We'll wrap up with a summary of your best results and a look at the output of your best model.
Part (a). Written answer. For debate08/dev.xml
, hcr/dev.xml
, and stanford/dev.xml
state your best score for each model and configuration, including which training set (d,h,e--for debate, HCR, and emoticon), feature set and parameters were involved. Do it as a table, e.g.:
| Model | Training | Features | Cost | Overall | Negative | Neutral | Positive | Average |
| | | | Value | F-score | F-score | F-score | F-score | F-score |
------------------------------------------------------------------------------------------------
LexiconRatio | | | | | | | | |
L2R_LR | | Basic | | | | | | |
L2R_LR | | Extended | | | | | | |
Feel free to add other solver types if you have enabled them and are interested in trying them out.
Part (b). Written answer. Run all of the above model/configurations with these same parameters on debate08/test.xml
and hcr/test.xml
and produce a table of those results. Did the models maintain the same relative performance as they had on the development set? Are the differences in performance about the same, or have they increased?
Part (c) Written. The option --detailed (-d)
should output the correctly resolved tweets and the incorrectly resolved ones. Provide the output from ConfusionMatrix.detailedOutput
for this.
Obtain the detailed output for your best system for data/hcr/dev.xml
. Look at at least 20 of the incorrect ones and discuss the following:
- Which tweets, if any, do you think have the wrong gold label?
- Which tweets, if any, are too complex or subtle for the simple positive/negative/neutral distinction? (For example, they are positive toward one thing and negative toward another, even in the same breath.)
- Which tweets, if any, have a clear sentiment value, but are linguistically too complex for the kind of classifiers you are using here?
- Which tweets, if any, do you think the system should have gotten? Are there any additional features you could easily add that could fix them (provided sufficient training data)?
For each of these, paste the relevant tweets you discuss into your response file.
Part (d) Written answer. Based on your experience creating features with the resources made available to you and having looked at the errors in detail, describe 2-3 additional strategies you think would help in this context, such as other forms of machine learning, additional linguistic processing, etc. Feel free to look up papers in the literature (and the opinion mining book by Pang and Lee) and use their findings as support/evidence.

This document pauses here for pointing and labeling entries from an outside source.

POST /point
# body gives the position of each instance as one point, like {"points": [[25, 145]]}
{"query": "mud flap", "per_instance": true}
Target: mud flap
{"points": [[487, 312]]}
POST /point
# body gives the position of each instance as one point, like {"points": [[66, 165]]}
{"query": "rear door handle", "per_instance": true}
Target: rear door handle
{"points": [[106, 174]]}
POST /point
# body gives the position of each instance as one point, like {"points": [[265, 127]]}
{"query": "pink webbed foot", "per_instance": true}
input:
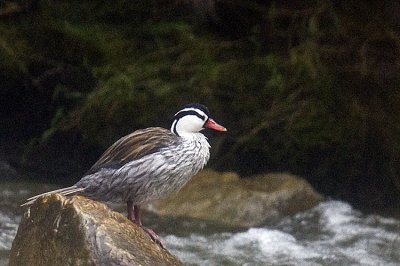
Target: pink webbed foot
{"points": [[153, 236], [134, 216]]}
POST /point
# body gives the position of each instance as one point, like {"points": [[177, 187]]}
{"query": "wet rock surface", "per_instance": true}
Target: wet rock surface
{"points": [[77, 231], [225, 198]]}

There are various things you could do:
- Improve the modeling, e.g. using ensembles, label propagation, bootstrapping, etc.

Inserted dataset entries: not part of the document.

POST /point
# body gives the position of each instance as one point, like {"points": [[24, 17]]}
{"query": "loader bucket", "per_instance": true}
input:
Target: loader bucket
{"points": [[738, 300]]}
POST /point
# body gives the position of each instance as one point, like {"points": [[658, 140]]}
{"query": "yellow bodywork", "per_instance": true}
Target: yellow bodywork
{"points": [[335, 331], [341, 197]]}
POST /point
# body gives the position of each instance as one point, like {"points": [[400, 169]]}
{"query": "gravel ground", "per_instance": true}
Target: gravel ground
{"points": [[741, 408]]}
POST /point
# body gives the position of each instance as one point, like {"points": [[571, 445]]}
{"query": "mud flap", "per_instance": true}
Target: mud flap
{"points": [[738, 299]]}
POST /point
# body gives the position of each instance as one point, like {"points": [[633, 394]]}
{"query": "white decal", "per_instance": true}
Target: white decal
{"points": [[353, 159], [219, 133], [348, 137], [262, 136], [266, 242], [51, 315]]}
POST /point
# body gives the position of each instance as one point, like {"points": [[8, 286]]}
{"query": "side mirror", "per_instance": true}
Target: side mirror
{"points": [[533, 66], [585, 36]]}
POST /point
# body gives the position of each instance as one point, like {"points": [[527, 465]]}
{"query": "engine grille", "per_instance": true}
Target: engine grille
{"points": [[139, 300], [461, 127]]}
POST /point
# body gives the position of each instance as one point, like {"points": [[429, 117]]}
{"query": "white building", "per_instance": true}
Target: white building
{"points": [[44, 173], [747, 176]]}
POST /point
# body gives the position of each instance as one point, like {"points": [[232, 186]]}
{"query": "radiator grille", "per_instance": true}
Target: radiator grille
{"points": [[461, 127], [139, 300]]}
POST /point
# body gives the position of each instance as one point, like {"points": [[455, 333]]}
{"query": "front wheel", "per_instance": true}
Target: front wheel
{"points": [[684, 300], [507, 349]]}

- Try out another sentiment dataset and work with it. (I'll post some links later, but email me if you want them and I haven't yet done so.)
- Pull more emoticon data from Twitter and train models with a much larger set than what was provided in
data/emoticon
to see whether that improves that strategy. You might check out this relevant paper: Lin and Kolcz (2012). - Train models from all the data provided here and create an application that plots uses a saved polarity classification model to classify tweets for analysis or display. (This will likely tie into some of your class projects.)
- Pull some tweets (like 20-30), apply your best model to them, and score them. Discuss the quality of your model's output. Consider comparing it to other online sentiment analysis tools.